Let’s start at the beginning. When you first download Beats you’ll be greeted by the familiar “Enter Your Password Here” page. And then…you find something different. You’re asked to select your favorite music genres, then artists. I chose rock, punk, and folk for the former, then Bob Dylan, The White Stripes, and The Rolling Stones for the latter. Before long, a “Just For You” page popped up, suggesting a playlist titled “Coffee Shop Folk” and an album by the Black Keys. Wow, I thought.
What sets this app apart most are the playlists, which are carefully selected groups of 10-15 songs. There’s thousands of them, so, naturally, the quality ranges. The “Best of 60’s Rock” mix manages to be both by-the-book and weirdly obscure, a disappointing combination. The “Influences” playlists, meanwhile, dissect specific musicians’ idols with phenomenal results; “R.E.M.: Influences” serves up The Velvet Underground, David Bowie, The Beach Boys, Patti Smith, and Talking Heads.
Another swipe will bring you to the much touted “Sentence” feature, which asks where you are, what you feel like doing, who you’re with, and your preferred music genre. “I’m At The Mall and Feel Like Sleeping In With Rock Stars To Punk” brings up The Jam and Bad Religion, while “I’m In The Desert and Feel Like Dancing with My Co-Workers to Jazz Vocals” plays Etta James and Ella Fitzgerald. Creative as it may be, this feature seems useless when you can select from 20 million songs on demand.

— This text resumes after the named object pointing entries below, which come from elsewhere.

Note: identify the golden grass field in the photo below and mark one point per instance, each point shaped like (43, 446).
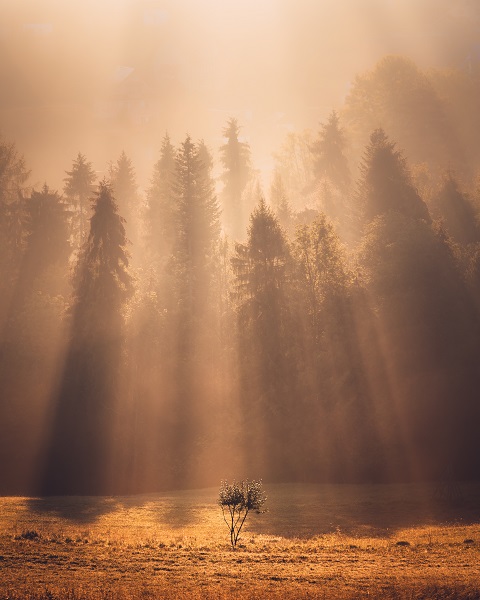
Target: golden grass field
(315, 541)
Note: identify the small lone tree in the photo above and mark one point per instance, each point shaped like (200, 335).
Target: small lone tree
(236, 501)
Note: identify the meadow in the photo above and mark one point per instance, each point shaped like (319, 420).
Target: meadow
(316, 541)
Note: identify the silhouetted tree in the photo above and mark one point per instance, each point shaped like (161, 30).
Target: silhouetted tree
(191, 269)
(385, 183)
(125, 189)
(328, 149)
(81, 449)
(266, 337)
(160, 214)
(456, 211)
(279, 202)
(78, 188)
(47, 241)
(235, 159)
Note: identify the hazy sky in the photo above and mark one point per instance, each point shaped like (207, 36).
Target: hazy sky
(99, 76)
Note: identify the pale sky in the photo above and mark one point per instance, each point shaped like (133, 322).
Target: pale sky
(99, 76)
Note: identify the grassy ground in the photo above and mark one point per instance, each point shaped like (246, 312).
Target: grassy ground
(315, 542)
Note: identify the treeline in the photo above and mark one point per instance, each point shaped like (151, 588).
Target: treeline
(324, 330)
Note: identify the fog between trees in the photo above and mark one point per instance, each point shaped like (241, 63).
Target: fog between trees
(324, 327)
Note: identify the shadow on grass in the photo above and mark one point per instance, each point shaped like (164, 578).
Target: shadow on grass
(294, 510)
(77, 509)
(301, 511)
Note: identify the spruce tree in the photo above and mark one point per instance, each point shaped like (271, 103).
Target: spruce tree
(235, 159)
(80, 453)
(125, 189)
(160, 213)
(266, 331)
(78, 188)
(385, 183)
(330, 161)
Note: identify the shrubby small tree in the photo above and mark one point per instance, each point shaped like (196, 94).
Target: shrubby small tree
(236, 501)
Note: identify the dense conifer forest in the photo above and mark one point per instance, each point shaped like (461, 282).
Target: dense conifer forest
(319, 325)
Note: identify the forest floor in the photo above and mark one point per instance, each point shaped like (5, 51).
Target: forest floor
(315, 541)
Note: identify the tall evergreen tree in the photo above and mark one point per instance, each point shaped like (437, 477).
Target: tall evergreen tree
(266, 339)
(47, 242)
(80, 453)
(191, 267)
(125, 189)
(78, 188)
(160, 215)
(385, 183)
(328, 149)
(235, 159)
(456, 211)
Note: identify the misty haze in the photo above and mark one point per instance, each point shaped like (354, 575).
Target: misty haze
(241, 241)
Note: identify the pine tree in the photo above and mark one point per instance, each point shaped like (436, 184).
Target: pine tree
(330, 161)
(13, 177)
(160, 214)
(279, 202)
(385, 183)
(82, 443)
(78, 188)
(266, 333)
(191, 267)
(235, 158)
(457, 212)
(47, 241)
(125, 190)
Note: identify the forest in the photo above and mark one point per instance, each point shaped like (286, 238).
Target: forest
(319, 326)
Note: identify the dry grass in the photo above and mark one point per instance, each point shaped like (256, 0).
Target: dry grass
(315, 542)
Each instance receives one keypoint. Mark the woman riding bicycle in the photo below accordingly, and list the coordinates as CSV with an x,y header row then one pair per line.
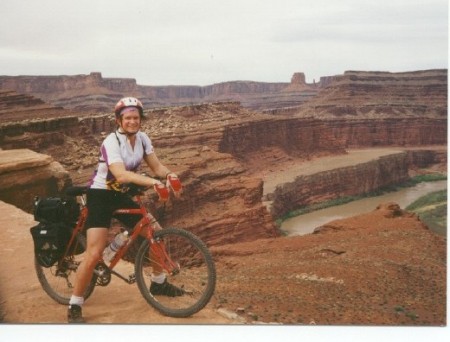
x,y
121,154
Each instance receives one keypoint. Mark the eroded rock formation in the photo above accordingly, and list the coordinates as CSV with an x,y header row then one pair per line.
x,y
25,174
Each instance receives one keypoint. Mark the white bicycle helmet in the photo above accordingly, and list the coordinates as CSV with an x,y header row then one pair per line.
x,y
128,102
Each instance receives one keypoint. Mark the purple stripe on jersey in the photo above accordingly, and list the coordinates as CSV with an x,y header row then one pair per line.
x,y
104,154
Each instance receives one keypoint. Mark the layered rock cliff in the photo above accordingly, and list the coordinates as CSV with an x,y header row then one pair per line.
x,y
25,174
357,94
93,93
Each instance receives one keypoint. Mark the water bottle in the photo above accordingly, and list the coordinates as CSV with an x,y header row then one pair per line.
x,y
114,246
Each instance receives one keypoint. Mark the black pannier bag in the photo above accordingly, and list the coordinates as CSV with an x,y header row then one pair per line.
x,y
55,209
50,241
56,217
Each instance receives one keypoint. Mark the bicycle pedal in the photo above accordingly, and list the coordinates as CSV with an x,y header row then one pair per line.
x,y
132,278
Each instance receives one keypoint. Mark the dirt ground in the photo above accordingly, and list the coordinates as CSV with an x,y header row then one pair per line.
x,y
382,269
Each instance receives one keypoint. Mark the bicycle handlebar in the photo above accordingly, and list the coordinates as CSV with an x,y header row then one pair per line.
x,y
163,190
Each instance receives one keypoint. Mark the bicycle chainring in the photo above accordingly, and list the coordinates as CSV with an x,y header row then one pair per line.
x,y
103,274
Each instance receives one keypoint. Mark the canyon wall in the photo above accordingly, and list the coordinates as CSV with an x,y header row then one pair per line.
x,y
358,94
93,93
25,174
351,180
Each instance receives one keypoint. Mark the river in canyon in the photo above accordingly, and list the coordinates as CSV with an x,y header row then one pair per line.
x,y
306,223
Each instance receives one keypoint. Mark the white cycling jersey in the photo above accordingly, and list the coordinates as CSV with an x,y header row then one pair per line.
x,y
116,148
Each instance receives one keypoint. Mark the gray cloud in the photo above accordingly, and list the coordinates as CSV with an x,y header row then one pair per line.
x,y
204,42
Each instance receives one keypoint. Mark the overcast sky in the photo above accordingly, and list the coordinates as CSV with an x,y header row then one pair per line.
x,y
201,42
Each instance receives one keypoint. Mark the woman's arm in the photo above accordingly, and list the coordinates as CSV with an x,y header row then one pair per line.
x,y
123,176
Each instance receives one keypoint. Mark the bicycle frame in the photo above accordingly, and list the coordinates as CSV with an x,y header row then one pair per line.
x,y
145,227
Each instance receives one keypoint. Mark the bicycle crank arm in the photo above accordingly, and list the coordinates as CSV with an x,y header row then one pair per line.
x,y
130,280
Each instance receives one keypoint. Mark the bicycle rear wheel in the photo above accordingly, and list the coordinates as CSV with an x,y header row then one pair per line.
x,y
196,276
58,280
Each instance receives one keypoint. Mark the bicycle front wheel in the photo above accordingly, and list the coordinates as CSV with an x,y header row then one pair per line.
x,y
58,280
196,274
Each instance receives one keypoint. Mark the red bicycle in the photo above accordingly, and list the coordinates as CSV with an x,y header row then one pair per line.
x,y
184,258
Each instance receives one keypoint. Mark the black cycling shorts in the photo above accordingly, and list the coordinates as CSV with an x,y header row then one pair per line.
x,y
102,203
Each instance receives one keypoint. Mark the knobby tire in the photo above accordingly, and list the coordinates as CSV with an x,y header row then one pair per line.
x,y
197,274
59,279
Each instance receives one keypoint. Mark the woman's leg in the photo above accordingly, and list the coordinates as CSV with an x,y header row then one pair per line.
x,y
96,243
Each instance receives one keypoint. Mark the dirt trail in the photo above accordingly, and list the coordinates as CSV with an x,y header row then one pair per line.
x,y
22,299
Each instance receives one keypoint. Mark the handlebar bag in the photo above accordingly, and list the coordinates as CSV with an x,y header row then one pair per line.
x,y
50,240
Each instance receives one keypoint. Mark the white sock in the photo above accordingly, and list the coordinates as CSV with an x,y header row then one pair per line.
x,y
158,278
75,300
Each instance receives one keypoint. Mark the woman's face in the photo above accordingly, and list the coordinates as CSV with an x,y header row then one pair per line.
x,y
130,122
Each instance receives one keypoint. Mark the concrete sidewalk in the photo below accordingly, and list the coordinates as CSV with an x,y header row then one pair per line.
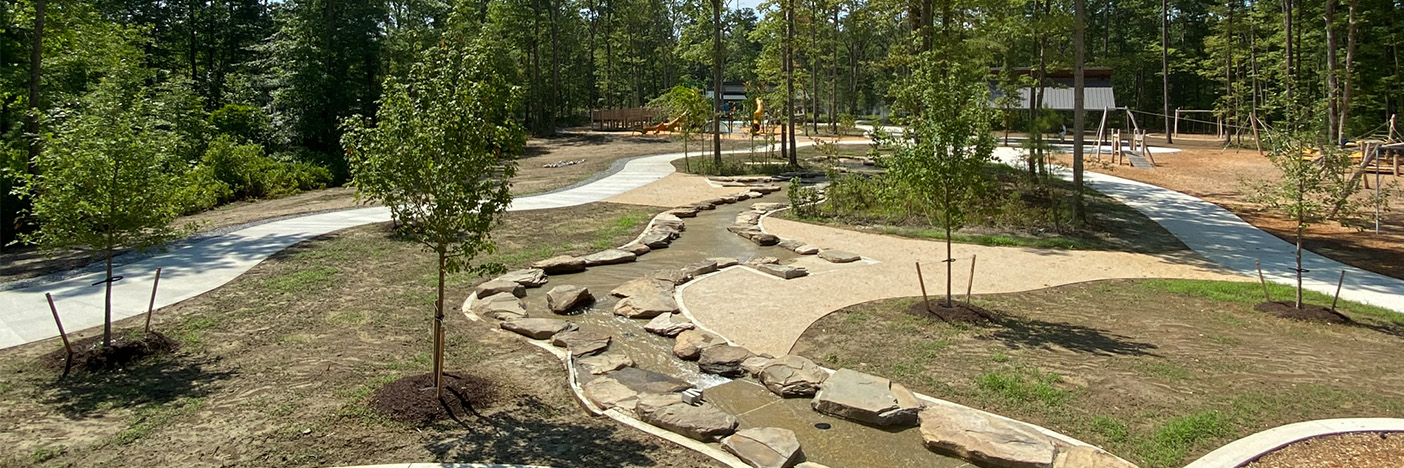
x,y
1226,239
191,269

One more swipe and you’ll find “Highlights”, a curated selection of playlists and albums updated daily. After that, you’re brought to “Find It”, which let’s you scroll through genres and activity-centered playlists. Within “Find It”, there’s a “Curators” section where Pitchfork, Rolling Stone, Ellen DeGenres, and more share playlists.
Beats’ design, meanwhile, is pretty and sleek but too often feels confusing where it should be simple. Simply searching for a song turns into an elaborate pain; probably because you’re supposed to listen to suggested music and not find your own.
There are other flaws. Early glitches have been (mostly) sorted out but the app is painfully slow when loading songs. Even the recommendation system starts to show its faults after a few months. (After listening to every Arcade Fire album multiple times, I was met with an “Intro to Arcade Fire” playlist. Really?).
It’s important to remember that Beats is at the beginning of it’s journey. If users are willing to let it strengthen it’s rhythm, you’ll be rewarded with the best streaming app on the market.